Lyu Hongqiang, Liu Erhu, Wu Zhifang, Li Yao, Liu Yuan, Yin Xiaoran
School of Automation Science and Engineering, Faculty of Electronic and Information Engineering, Xi'an Jiaotong University, Shaanxi 710049, China.
Department of Oncology, The Second Affiliated Hospital of Xi'an Jiaotong University, Shaanxi 710004, China.
Bioinformatics. 2022 Nov 30;38(23):5151-5159. doi: 10.1093/bioinformatics/btac670.
The emerging single-cell Hi-C technology provides opportunities to study dynamics of chromosomal organization. How to construct a pseudotime path using single-cell Hi-C contact matrices to order cells along developmental trajectory is a challenging topic, since these matrices produced by the technology are inherently high dimensional and sparse, they suffer from noises and biases, and the topology of trajectory underlying them may be diverse.

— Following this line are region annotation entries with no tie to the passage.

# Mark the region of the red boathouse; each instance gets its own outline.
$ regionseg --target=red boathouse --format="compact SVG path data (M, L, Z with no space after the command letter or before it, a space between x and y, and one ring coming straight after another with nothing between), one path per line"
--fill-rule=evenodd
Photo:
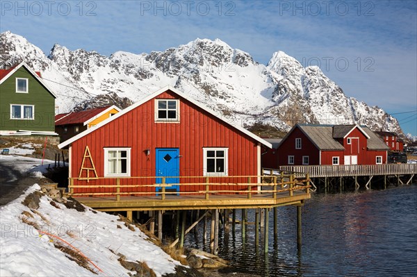
M74 185L115 185L120 178L122 185L144 185L124 187L121 192L149 192L155 187L146 185L186 183L190 185L181 185L181 191L195 192L204 190L200 184L205 177L213 183L230 183L231 176L260 176L262 148L271 144L167 86L58 146L69 147ZM215 189L238 187L220 187ZM167 188L179 190L176 185ZM75 193L90 192L114 190L74 189Z
M378 165L389 148L358 125L296 124L277 149L279 165Z

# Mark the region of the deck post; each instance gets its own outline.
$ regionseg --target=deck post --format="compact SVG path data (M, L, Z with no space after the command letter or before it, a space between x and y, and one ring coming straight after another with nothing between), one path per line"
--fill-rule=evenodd
M278 208L274 207L274 240L278 238Z
M162 242L162 210L158 211L158 240Z
M131 222L133 221L133 216L132 215L132 211L131 210L127 210L127 211L126 211L126 217L127 217L127 219L129 220L130 220Z
M187 210L183 210L182 214L182 221L181 223L181 237L179 238L180 249L182 249L184 246L184 235L186 232L186 220L187 218Z
M264 250L265 250L265 253L268 253L268 243L269 243L269 230L268 228L269 227L269 208L265 208L265 229L264 229L264 232L265 232L265 236L263 237L264 241L263 241L263 246L264 246Z
M234 235L236 230L236 210L231 210L231 233Z
M246 237L246 210L242 209L242 240L245 241Z
M213 253L217 255L219 249L219 210L214 210L214 251Z
M298 249L301 249L301 238L302 238L302 230L301 230L301 205L297 206L297 246Z
M259 209L255 209L255 247L259 244Z
M214 213L214 210L211 210L211 222L210 226L210 253L212 254L214 254L214 228L215 220L215 215Z
M120 178L117 178L116 179L116 201L120 201Z
M179 237L179 217L180 217L180 210L177 210L177 217L175 218L175 238L177 239Z

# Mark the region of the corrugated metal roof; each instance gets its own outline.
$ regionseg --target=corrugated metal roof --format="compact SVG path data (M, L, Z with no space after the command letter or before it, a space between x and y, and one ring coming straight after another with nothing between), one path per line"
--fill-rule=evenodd
M300 125L299 126L319 150L345 149L342 144L333 138L332 126Z
M69 125L83 124L87 120L94 117L102 111L108 108L110 106L82 110L76 112L69 112L65 114L59 114L55 116L55 125Z
M369 128L361 126L369 136L367 147L369 150L389 150L390 148Z
M344 138L354 126L355 125L335 125L333 127L333 137Z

We present scHiCPTR, an unsupervised graph-based pipeline to infer pseudotime from single-cell Hi-C contact matrices. It provides a workflow consisting of imputation and embedding, graph construction, dual graph refinement, pseudotime calculation and result visualization. Beyond the few existing methods, scHiCPTR ties to optimize graph structure by two parallel procedures of graph pruning, which help reduce the spurious cell links resulted from noises and determine a global developmental directionality. Besides, it has an ability to handle developmental trajectories with multiple topologies, including linear, bifurcated and circular ones, and is competitive with methods developed for single-cell RNA-seq data. The comparative results tell that our scHiCPTR can achieve higher performance in pseudotime inference, and the inferred developmental trajectory exhibit a reasonable biological significance.
scHiCPTR is freely available at https://github.com/lhqxinghun/scHiCPTR.

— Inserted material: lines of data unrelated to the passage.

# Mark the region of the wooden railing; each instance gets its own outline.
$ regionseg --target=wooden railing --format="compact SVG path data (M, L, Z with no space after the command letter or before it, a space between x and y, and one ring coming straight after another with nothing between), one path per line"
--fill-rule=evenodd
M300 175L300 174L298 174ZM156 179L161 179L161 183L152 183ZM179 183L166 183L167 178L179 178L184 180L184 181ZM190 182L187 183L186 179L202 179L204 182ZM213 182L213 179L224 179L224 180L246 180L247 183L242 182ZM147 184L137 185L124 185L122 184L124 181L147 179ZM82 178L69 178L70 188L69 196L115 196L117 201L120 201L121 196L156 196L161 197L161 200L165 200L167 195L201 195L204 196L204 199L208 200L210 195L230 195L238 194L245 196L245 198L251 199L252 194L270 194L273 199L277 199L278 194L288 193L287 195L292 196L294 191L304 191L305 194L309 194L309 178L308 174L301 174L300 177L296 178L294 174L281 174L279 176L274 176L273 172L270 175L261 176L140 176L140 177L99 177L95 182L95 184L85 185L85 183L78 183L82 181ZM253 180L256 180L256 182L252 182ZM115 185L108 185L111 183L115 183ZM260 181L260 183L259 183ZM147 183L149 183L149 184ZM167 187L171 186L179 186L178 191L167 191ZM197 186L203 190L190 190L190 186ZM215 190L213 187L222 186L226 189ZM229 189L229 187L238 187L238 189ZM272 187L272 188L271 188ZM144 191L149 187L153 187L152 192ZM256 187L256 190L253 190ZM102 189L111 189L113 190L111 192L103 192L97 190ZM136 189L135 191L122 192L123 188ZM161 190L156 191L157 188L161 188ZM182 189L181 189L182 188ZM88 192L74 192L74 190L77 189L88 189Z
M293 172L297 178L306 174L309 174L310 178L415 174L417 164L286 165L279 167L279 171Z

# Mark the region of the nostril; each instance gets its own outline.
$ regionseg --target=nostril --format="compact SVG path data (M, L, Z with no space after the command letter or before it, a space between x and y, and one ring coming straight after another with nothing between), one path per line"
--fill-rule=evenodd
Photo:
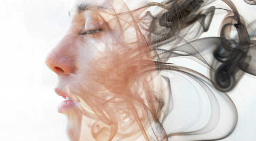
M61 68L59 67L54 67L54 69L57 72L64 72L64 70L63 69L62 69L62 68Z

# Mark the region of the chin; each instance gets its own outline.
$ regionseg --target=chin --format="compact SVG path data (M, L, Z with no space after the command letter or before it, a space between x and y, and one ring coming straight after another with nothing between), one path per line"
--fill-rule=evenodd
M67 118L66 132L71 141L79 141L80 139L82 116L78 110L70 109L63 113Z

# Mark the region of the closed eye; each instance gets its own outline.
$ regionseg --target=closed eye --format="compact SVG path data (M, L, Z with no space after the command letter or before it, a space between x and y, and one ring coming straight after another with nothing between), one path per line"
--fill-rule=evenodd
M93 34L95 35L95 34L98 33L99 32L103 30L102 29L93 29L93 30L86 30L82 33L79 33L79 35L84 35L88 34Z

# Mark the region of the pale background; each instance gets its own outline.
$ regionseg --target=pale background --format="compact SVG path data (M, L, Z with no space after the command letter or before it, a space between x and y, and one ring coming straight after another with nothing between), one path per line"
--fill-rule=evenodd
M0 140L68 140L65 118L57 111L64 99L53 90L57 76L44 64L68 25L65 1L0 0ZM255 13L255 7L239 7ZM224 140L256 139L254 77L245 76L231 95L239 120Z

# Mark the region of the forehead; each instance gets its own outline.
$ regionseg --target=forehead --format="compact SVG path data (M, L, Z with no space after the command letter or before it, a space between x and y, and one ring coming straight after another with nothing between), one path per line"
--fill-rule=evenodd
M70 0L70 2L69 11L72 12L77 12L76 10L88 10L92 7L111 9L116 13L133 10L147 3L143 0Z

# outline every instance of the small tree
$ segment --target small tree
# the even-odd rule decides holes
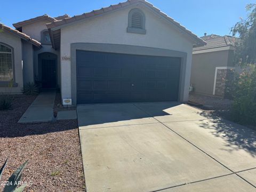
[[[256,4],[246,6],[250,11],[245,20],[241,19],[231,28],[233,36],[238,34],[235,43],[235,62],[243,68],[236,75],[232,87],[231,115],[235,121],[256,125]]]
[[[256,4],[246,5],[250,11],[246,19],[240,19],[231,29],[233,36],[239,35],[235,44],[235,61],[241,66],[256,63]]]
[[[256,125],[256,65],[248,65],[234,82],[231,115],[234,121]]]

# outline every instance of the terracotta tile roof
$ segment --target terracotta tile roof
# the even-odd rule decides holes
[[[33,38],[31,38],[30,36],[28,35],[26,35],[25,34],[23,34],[23,33],[19,31],[18,30],[14,29],[10,27],[8,27],[3,23],[0,23],[0,28],[3,29],[4,32],[5,31],[9,31],[12,34],[13,34],[14,35],[16,35],[22,39],[26,40],[27,42],[31,43],[32,44],[37,46],[37,47],[41,47],[41,43],[38,42],[36,40],[35,40]]]
[[[206,45],[193,49],[193,51],[199,51],[213,48],[218,48],[225,46],[234,46],[235,43],[237,40],[237,38],[228,35],[221,36],[217,35],[210,35],[201,37],[201,38],[204,40]]]
[[[62,20],[65,18],[69,18],[69,17],[70,17],[68,14],[65,14],[63,15],[60,15],[60,16],[54,17],[54,19],[57,20]]]
[[[61,16],[61,17],[63,17],[63,15]],[[18,22],[17,23],[13,23],[13,24],[12,24],[12,25],[16,29],[18,29],[18,28],[19,28],[22,27],[23,26],[24,26],[25,25],[27,25],[27,24],[28,24],[28,23],[31,23],[32,22],[38,21],[39,20],[43,20],[43,19],[47,19],[50,22],[58,21],[58,20],[56,19],[55,18],[50,17],[47,14],[45,14],[43,15],[38,16],[38,17],[37,17],[34,18],[28,19],[28,20],[25,20],[25,21],[22,21]]]
[[[178,27],[179,29],[181,30],[182,33],[184,33],[189,35],[191,37],[192,37],[193,39],[194,39],[194,41],[196,42],[197,44],[199,44],[200,45],[205,44],[206,43],[203,39],[197,37],[197,36],[192,33],[191,31],[188,30],[185,27],[181,26],[179,23],[174,21],[173,19],[169,17],[166,14],[161,12],[160,10],[155,7],[153,4],[149,3],[145,0],[128,0],[126,2],[119,3],[118,4],[116,5],[112,5],[107,7],[102,7],[99,10],[93,10],[89,13],[85,13],[81,15],[77,15],[72,17],[66,18],[61,20],[53,21],[51,23],[46,24],[46,26],[48,29],[50,29],[55,27],[60,27],[67,23],[70,23],[74,21],[79,21],[82,19],[90,18],[92,17],[99,15],[103,13],[109,12],[112,11],[138,3],[142,3],[143,4],[147,6],[149,8],[152,9],[154,11],[156,11],[157,13],[161,15],[164,18],[166,19],[169,22]]]

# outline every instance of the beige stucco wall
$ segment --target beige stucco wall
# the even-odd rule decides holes
[[[128,14],[134,7],[141,9],[146,15],[146,35],[126,33]],[[61,29],[60,56],[70,56],[70,44],[94,43],[131,45],[165,49],[187,53],[185,94],[181,100],[188,99],[192,60],[193,43],[173,29],[158,15],[142,6],[134,6],[103,16],[88,19]],[[72,59],[72,58],[71,58]],[[61,61],[61,94],[71,98],[70,62]]]
[[[21,93],[21,90],[23,87],[21,40],[20,38],[4,31],[4,32],[0,33],[0,42],[9,45],[14,49],[15,81],[17,83],[18,86],[13,87],[12,92],[20,93]],[[6,87],[0,87],[0,93],[5,92],[6,92]]]
[[[46,24],[51,22],[47,19],[43,19],[41,21],[33,22],[30,24],[22,26],[22,33],[30,36],[33,38],[42,42],[41,39],[41,31],[47,29]],[[35,79],[38,81],[39,78],[38,68],[38,54],[44,52],[50,52],[54,53],[57,55],[58,57],[58,65],[57,65],[57,86],[60,87],[60,52],[58,50],[55,50],[52,49],[52,45],[42,44],[42,47],[40,50],[35,50],[34,53],[34,71],[35,71]]]
[[[217,67],[232,67],[234,51],[193,54],[191,83],[196,93],[212,95]]]
[[[34,66],[35,66],[35,79],[39,81],[40,79],[39,74],[38,54],[42,53],[49,52],[57,55],[57,86],[60,87],[60,51],[52,48],[52,45],[43,44],[42,47],[39,50],[35,50],[34,52]]]

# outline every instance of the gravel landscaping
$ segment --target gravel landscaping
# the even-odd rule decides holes
[[[202,115],[206,117],[220,117],[233,121],[230,114],[232,101],[229,99],[190,93],[188,105],[202,110],[203,114]],[[256,130],[256,127],[254,126],[242,125]]]
[[[28,159],[21,180],[31,185],[25,191],[84,191],[77,120],[17,123],[35,99],[15,95],[12,108],[0,111],[1,166],[9,156],[2,181]]]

Supplementary data are available at Bioinformatics online.
新兴的单细胞Hi-C技术为研究染色体组织动态提供了机会。如何利用单细胞Hi-C接触矩阵构建伪时间路径,以便沿着发育轨迹对细胞进行排序,是一个具有挑战性的课题,因为该技术产生的这些矩阵本质上是高维且稀疏的,它们存在噪声和偏差,并且其潜在的轨迹拓扑可能多种多样。
我们提出了scHiCPTR,一种基于无监督图的流程,用于从单细胞Hi-C接触矩阵推断伪时间。它提供了一个由插补和嵌入、图构建、对偶图细化、伪时间计算和结果可视化组成的工作流程。与现有的少数方法不同,scHiCPTR通过图剪枝的两个并行过程来优化图结构,这有助于减少由噪声导致的虚假细胞连接,并确定全局发育方向性。此外,它有能力处理具有多种拓扑结构的发育轨迹,包括线性、分叉和圆形轨迹,并且与为单细胞RNA测序数据开发的方法具有竞争力。比较结果表明,我们的scHiCPTR在伪时间推断方面可以实现更高的性能,并且推断出的发育轨迹具有合理的生物学意义。
scHiCPTR可在https://github.com/lhqxinghun/scHiCPTR上免费获取。
补充数据可在《生物信息学》在线获取。